# Box Plot¶

Shows distribution of attribute values.

- Inputs
- Data
- input dataset

- Outputs
- Selected Data
- instances selected from the plot
- Data
- data with an additional column showing whether a point is selected

The **Box Plot** widget shows the distributions of attribute values.
It is a good practice to check any new data with this widget to quickly
discover any anomalies, such as duplicated values (e.g. gray and grey),
outliers, and alike.

- Select the variable you want to plot. Tick
*Order by relevance*to order variables by Chi2 or ANOVA over the selected subgroup. - Choose
*Subgroups*to see box plots displayed by a discrete subgroup. - When instances are grouped by a subgroup, you can change the display mode. Annotated boxes will display the end values, the mean and the median, while compare medians and compare means will, naturally, compare the selected value between subgroups.

For continuous attributes the widget displays:

- The mean (the dark blue vertical line)
- Border values for the standard deviation of the mean. The blue highlighted area is the entire standard deviation of the mean.
- The median (yellow vertical line). The thin blue line represents the area between the first (25%) and the third (75%) quantile, while the thin dotted line represents the entire range of values (from the lowest to the highest value in the dataset for the selected parameter).
- If
*Send automatically*is ticked, changes are communicated automatically. Alternatively, press*Send*. - Access help, save image or produce a report.

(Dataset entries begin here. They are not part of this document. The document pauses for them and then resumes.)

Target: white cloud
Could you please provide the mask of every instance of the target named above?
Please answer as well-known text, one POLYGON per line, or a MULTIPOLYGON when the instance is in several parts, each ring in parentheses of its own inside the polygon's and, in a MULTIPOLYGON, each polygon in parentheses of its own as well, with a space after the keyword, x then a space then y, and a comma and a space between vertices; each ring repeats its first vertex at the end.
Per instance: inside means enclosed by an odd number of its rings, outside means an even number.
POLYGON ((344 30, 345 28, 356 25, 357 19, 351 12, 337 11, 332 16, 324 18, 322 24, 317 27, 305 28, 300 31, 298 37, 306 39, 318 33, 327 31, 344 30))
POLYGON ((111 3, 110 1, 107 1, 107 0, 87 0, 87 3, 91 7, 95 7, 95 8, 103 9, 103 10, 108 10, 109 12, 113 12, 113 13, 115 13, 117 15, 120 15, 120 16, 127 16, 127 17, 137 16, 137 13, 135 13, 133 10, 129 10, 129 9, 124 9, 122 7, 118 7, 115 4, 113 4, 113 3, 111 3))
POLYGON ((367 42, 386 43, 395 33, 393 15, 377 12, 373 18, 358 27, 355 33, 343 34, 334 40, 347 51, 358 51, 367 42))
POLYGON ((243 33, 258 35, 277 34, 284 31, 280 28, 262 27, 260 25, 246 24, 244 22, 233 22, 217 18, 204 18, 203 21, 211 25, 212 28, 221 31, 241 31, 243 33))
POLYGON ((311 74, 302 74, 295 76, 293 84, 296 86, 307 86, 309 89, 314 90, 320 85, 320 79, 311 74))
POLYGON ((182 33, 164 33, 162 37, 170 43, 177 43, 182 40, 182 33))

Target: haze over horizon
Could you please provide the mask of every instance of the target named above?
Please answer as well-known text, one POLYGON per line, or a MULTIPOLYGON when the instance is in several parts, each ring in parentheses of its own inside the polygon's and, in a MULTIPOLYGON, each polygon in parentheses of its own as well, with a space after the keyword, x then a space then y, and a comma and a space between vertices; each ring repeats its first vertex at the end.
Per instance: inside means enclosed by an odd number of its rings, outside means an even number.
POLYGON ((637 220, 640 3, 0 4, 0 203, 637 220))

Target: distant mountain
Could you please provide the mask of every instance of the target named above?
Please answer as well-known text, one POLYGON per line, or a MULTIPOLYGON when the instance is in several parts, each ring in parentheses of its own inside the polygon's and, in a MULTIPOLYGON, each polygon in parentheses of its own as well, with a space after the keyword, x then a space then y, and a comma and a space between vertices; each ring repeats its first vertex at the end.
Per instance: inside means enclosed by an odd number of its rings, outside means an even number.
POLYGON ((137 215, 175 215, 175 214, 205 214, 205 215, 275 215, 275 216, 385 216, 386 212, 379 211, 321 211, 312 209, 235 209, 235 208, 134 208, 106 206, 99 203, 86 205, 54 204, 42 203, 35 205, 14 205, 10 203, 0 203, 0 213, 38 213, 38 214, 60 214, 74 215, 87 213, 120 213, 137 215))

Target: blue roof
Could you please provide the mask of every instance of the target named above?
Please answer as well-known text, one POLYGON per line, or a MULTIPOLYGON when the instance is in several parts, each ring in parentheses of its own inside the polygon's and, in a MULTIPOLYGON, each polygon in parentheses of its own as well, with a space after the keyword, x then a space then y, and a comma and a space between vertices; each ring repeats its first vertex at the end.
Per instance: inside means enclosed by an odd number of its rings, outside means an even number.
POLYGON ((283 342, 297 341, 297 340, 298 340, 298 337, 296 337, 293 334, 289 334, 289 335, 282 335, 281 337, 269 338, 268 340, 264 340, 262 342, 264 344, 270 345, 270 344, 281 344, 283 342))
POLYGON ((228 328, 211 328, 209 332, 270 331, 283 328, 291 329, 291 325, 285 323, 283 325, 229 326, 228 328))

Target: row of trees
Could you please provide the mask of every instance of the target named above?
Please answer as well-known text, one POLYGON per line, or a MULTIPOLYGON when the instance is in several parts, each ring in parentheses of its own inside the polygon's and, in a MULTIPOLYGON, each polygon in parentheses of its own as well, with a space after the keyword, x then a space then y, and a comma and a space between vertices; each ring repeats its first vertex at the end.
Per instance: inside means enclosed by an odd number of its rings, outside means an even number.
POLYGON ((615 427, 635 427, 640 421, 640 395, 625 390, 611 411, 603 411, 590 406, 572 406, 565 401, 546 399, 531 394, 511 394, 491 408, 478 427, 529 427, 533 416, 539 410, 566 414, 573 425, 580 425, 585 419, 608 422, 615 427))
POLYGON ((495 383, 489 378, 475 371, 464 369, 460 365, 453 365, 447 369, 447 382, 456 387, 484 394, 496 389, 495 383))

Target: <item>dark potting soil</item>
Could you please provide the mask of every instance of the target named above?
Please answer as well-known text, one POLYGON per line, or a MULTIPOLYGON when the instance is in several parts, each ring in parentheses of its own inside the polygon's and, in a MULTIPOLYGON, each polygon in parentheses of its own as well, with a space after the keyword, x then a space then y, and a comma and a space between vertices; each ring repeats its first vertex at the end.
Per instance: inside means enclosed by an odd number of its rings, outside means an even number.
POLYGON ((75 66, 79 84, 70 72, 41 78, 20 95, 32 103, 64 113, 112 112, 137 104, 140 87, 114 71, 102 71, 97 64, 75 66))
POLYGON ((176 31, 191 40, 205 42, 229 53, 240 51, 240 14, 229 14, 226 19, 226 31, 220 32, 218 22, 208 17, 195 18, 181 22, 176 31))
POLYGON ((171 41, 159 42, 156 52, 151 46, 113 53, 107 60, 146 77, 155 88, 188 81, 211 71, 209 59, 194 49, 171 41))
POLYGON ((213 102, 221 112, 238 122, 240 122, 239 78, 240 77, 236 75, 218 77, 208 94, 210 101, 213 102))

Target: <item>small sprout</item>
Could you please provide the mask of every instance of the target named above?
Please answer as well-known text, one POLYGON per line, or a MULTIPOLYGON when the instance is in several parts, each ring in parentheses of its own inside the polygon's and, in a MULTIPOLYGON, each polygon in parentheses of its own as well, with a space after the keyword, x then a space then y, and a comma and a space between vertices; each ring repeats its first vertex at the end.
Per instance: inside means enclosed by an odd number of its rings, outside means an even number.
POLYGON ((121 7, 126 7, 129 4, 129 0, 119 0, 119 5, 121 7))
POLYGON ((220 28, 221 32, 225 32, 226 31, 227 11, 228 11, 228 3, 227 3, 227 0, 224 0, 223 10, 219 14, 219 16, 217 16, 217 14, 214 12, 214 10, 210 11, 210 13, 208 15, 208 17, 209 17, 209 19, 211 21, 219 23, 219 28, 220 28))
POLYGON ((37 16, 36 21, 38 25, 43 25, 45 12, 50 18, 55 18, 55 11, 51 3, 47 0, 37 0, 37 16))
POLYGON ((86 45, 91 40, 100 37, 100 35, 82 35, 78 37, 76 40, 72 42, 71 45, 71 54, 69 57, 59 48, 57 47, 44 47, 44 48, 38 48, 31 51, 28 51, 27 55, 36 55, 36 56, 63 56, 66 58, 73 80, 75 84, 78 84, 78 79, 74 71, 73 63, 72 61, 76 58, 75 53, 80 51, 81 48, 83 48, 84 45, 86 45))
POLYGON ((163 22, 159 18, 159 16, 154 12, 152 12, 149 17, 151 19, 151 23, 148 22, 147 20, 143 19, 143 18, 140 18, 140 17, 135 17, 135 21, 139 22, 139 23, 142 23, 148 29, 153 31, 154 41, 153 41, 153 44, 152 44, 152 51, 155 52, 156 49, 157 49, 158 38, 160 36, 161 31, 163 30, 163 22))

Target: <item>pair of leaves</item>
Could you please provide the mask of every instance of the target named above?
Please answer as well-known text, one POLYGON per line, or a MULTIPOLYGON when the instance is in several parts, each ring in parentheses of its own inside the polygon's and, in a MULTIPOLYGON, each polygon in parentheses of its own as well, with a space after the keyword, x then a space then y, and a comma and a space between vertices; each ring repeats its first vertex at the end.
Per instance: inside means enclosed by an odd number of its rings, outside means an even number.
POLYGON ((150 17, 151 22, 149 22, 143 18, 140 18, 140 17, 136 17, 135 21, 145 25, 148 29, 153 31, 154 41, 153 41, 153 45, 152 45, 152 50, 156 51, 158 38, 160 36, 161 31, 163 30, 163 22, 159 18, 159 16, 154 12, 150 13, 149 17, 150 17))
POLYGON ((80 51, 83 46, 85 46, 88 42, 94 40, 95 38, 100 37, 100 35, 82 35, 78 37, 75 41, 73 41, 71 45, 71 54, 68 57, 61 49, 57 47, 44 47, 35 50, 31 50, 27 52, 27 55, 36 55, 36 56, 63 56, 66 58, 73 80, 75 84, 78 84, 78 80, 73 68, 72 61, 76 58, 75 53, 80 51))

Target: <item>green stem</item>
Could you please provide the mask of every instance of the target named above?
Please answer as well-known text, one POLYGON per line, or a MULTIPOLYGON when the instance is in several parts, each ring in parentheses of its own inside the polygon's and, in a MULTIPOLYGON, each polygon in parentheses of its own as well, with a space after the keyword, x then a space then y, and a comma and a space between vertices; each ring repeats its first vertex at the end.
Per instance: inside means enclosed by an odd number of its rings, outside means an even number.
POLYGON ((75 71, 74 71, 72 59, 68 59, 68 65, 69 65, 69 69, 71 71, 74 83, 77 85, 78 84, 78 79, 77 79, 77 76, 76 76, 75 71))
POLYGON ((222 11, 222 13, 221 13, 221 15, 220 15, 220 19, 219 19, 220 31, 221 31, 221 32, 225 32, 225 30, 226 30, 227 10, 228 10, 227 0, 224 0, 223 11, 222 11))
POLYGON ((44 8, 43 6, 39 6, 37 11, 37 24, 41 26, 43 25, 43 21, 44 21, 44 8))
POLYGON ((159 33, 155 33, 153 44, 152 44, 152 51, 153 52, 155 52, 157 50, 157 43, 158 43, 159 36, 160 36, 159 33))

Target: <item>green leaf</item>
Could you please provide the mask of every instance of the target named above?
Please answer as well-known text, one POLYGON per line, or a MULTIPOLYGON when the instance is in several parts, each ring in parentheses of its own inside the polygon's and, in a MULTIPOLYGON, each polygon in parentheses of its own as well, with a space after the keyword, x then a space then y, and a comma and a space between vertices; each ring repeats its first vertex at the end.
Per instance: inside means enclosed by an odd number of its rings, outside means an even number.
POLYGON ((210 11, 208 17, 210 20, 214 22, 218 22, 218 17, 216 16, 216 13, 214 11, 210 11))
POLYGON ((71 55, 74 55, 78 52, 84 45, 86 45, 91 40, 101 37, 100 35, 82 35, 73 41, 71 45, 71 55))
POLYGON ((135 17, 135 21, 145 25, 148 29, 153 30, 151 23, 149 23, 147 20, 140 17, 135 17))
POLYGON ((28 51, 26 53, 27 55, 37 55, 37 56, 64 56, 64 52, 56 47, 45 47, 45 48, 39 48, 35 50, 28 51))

For discrete attributes, the bars represent the number of instances with
each particular attribute value. The plot shows the number of different
animal types in the *Zoo* dataset: there are 41 mammals, 13 fish, 20
birds and so on.

## Example¶

The **Box Plot** widget is most commonly used immediately after the File widget to observe the statistical properties of a dataset. In the first example, we have used *heart-disease* data to inspect our variables.

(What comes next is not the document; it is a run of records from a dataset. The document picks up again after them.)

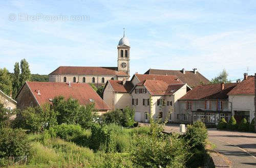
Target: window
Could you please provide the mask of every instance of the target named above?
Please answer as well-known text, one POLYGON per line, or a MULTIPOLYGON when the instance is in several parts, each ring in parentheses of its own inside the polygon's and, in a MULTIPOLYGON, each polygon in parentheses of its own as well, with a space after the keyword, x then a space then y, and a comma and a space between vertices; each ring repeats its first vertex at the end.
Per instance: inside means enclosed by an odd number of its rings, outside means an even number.
POLYGON ((157 99, 157 105, 163 105, 163 100, 162 99, 157 99))
POLYGON ((172 106, 173 105, 173 102, 172 101, 168 101, 167 102, 167 105, 170 105, 170 106, 172 106))
POLYGON ((138 99, 133 99, 132 100, 132 104, 135 105, 138 105, 138 99))
POLYGON ((218 101, 217 108, 217 110, 221 110, 222 109, 222 101, 218 101))
POLYGON ((128 57, 128 51, 127 50, 125 50, 124 51, 124 55, 125 57, 128 57))
POLYGON ((187 101, 187 109, 192 109, 192 102, 191 101, 187 101))
POLYGON ((209 100, 205 101, 205 109, 210 109, 210 102, 209 100))
POLYGON ((163 118, 163 112, 159 112, 159 119, 163 118))
POLYGON ((143 99, 143 105, 150 105, 150 99, 143 99))
POLYGON ((121 50, 121 57, 123 57, 123 50, 121 50))
POLYGON ((187 115, 182 114, 181 114, 181 120, 182 121, 187 121, 187 115))

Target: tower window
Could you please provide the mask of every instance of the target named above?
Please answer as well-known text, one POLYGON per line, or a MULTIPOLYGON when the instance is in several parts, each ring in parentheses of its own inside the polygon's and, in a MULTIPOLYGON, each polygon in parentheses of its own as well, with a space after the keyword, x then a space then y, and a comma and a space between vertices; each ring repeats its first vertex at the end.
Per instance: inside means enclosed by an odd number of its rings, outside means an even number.
POLYGON ((124 55, 125 55, 125 57, 128 57, 128 51, 127 50, 124 51, 124 55))
POLYGON ((121 50, 121 57, 123 57, 123 50, 121 50))

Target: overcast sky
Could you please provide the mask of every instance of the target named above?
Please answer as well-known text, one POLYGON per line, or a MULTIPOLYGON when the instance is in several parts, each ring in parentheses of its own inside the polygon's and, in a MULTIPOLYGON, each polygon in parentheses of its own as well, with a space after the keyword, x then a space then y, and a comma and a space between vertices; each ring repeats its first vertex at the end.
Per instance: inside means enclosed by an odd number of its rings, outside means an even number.
POLYGON ((225 68, 236 79, 256 72, 255 1, 1 1, 0 9, 0 68, 11 72, 23 58, 40 74, 117 66, 125 27, 132 74, 197 68, 210 79, 225 68))

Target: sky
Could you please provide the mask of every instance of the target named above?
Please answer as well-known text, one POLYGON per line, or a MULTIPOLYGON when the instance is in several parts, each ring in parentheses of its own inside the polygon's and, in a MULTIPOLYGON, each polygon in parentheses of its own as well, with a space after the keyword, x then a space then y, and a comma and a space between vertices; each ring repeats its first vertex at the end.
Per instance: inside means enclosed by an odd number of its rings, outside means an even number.
POLYGON ((1 1, 0 68, 25 58, 32 73, 117 66, 123 28, 131 73, 192 70, 209 79, 256 73, 255 1, 1 1))

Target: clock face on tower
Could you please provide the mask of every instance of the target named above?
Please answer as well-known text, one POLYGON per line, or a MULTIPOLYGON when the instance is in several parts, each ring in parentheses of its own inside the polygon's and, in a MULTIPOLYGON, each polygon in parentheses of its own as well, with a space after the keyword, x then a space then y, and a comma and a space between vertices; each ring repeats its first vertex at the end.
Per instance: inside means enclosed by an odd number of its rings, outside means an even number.
POLYGON ((121 66, 122 66, 122 67, 124 68, 126 67, 126 64, 125 63, 122 63, 122 64, 121 64, 121 66))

**Box Plot** is also useful for finding the properties of a specific dataset, for instance a set of instances manually defined in another widget (e.g. Scatterplot) or instances belonging to some cluster or a classification tree node. Let us now use *zoo* data and create a typical clustering workflow with Distances and Hierarchical Clustering.

Now define the threshold for cluster selection (click on the ruler at the top). Connect **Box Plot** to **Hierarchical Clustering**, tick *Order by relevance* and select *Cluster* as a subgroup. This will order attributes by how well they define the selected subgroup, in our case a cluster. Seems like our clusters indeed correspond very well with the animal type!